Azure Cognitive Search is crazy expensive for single developer projects, specially in their early stages, and provides a unique API with OData features that you cannot really find with competitors. It would be very difficult to start a project with a competitor and switch to Azure Cognitive Search later down the line. With an emulator like this one, you can build your whole application, all the way to RC, and switch to the official service when you feel ready to take the next step and grow your user base.
For larger projects, you might find it useful to run your entire front-end without any dependencies since some circumstances like public demos. This project has been designed with MirageJs in mind and will eventually offer a full API interceptor that is compatible with the official Azure Search javascript client library.
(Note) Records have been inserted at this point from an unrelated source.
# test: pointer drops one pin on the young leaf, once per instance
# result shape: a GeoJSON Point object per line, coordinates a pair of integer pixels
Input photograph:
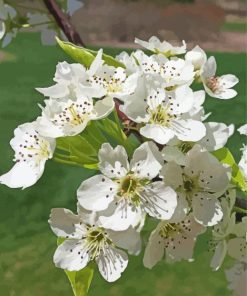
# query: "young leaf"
{"type": "Point", "coordinates": [225, 156]}
{"type": "Point", "coordinates": [86, 56]}
{"type": "Point", "coordinates": [80, 280]}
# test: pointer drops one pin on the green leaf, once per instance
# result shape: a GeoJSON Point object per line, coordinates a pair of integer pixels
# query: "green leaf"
{"type": "Point", "coordinates": [80, 280]}
{"type": "Point", "coordinates": [225, 156]}
{"type": "Point", "coordinates": [86, 56]}
{"type": "Point", "coordinates": [82, 150]}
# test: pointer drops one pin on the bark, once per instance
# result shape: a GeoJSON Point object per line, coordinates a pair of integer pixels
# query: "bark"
{"type": "Point", "coordinates": [63, 22]}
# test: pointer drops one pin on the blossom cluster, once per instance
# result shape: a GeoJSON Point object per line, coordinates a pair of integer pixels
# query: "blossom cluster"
{"type": "Point", "coordinates": [172, 176]}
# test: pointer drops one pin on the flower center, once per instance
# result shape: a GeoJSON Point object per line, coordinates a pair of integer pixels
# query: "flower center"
{"type": "Point", "coordinates": [185, 146]}
{"type": "Point", "coordinates": [168, 229]}
{"type": "Point", "coordinates": [213, 84]}
{"type": "Point", "coordinates": [160, 116]}
{"type": "Point", "coordinates": [74, 114]}
{"type": "Point", "coordinates": [96, 240]}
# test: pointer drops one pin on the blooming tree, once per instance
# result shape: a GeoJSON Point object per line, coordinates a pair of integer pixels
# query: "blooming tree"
{"type": "Point", "coordinates": [139, 121]}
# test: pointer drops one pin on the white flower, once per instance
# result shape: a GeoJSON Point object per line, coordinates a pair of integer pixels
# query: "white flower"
{"type": "Point", "coordinates": [198, 184]}
{"type": "Point", "coordinates": [243, 129]}
{"type": "Point", "coordinates": [175, 240]}
{"type": "Point", "coordinates": [107, 80]}
{"type": "Point", "coordinates": [165, 48]}
{"type": "Point", "coordinates": [216, 137]}
{"type": "Point", "coordinates": [161, 115]}
{"type": "Point", "coordinates": [31, 153]}
{"type": "Point", "coordinates": [69, 79]}
{"type": "Point", "coordinates": [70, 117]}
{"type": "Point", "coordinates": [197, 57]}
{"type": "Point", "coordinates": [87, 240]}
{"type": "Point", "coordinates": [125, 190]}
{"type": "Point", "coordinates": [237, 278]}
{"type": "Point", "coordinates": [129, 62]}
{"type": "Point", "coordinates": [7, 30]}
{"type": "Point", "coordinates": [215, 86]}
{"type": "Point", "coordinates": [168, 73]}
{"type": "Point", "coordinates": [243, 161]}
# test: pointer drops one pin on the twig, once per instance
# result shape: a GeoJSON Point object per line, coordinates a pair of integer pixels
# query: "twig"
{"type": "Point", "coordinates": [63, 22]}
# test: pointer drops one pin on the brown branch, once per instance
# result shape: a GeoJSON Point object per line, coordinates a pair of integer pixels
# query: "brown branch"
{"type": "Point", "coordinates": [64, 22]}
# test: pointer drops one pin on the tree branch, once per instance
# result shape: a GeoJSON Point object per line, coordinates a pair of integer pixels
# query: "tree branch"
{"type": "Point", "coordinates": [63, 22]}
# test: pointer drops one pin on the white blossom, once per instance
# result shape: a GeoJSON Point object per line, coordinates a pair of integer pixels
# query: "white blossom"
{"type": "Point", "coordinates": [198, 184]}
{"type": "Point", "coordinates": [216, 137]}
{"type": "Point", "coordinates": [218, 86]}
{"type": "Point", "coordinates": [197, 57]}
{"type": "Point", "coordinates": [175, 240]}
{"type": "Point", "coordinates": [163, 116]}
{"type": "Point", "coordinates": [165, 48]}
{"type": "Point", "coordinates": [70, 117]}
{"type": "Point", "coordinates": [86, 240]}
{"type": "Point", "coordinates": [243, 129]}
{"type": "Point", "coordinates": [124, 191]}
{"type": "Point", "coordinates": [237, 278]}
{"type": "Point", "coordinates": [31, 152]}
{"type": "Point", "coordinates": [167, 73]}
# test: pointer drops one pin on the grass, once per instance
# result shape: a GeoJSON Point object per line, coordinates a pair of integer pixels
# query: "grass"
{"type": "Point", "coordinates": [234, 27]}
{"type": "Point", "coordinates": [27, 243]}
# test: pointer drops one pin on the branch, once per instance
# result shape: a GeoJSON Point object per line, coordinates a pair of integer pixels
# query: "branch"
{"type": "Point", "coordinates": [63, 22]}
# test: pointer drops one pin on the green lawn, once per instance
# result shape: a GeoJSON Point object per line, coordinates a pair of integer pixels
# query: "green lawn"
{"type": "Point", "coordinates": [234, 27]}
{"type": "Point", "coordinates": [27, 243]}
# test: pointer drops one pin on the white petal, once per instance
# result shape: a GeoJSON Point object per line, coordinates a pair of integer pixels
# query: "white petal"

This is now one less service to spin up on your dev machine when testing, or demoing, your application.
What's next
- Validation against queries made by the official client.
- Support storing/loading the index to/from disk when running on the server.
- Replace the naive search algorithm with a more in-depth analysis to build an actual index.
- Shard data across multiple workers (multi-threaded queries).
- Maybe more features?
Benchmarks
describe SearchEngine
bench large query
=> total: 2484.45ms | samples/runs: 89/100 | ops/sec: 40.25 ±3.53ms @ 3σ
mean: 24.84ms | mode: 24.1ms | min: 21.03ms/21.49ms | max: 28.55ms/37.54ms
describe SuggestEngine
bench large query
=> total: 1587.72ms | samples/runs: 95/100 | ops/sec: 62.98 ±4.65ms @ 3σ
mean: 15.88ms | mode: 15ms | min: 12.29ms/12.29ms | max: 21.59ms/37.56ms
describe AutocompleteEngine
bench large query
=> total: 1284.09ms | samples/runs: 97/100 | ops/sec: 77.88 ±2.63ms @ 3σ
mean: 12.84ms | mode: 11ms | min: 10.13ms/10.13ms | max: 15.4ms/23.59ms
Hardware
Garuda Linux
Kernel Version: 6.0.6-zen1-1-zen (64-bit)
Processors: 32 x Intel Xeon CPU E5-2687W v2 @3.4GHz (Single Threaded: @4.0 GHz) (Released in 2013)
Memory: 64 GB of DDR3-1866 ECC
While the code does not yet make use of workers, it is planned to shard the data across multiple workers to improve performance in the future, so the exact hardware configuration might be valuable.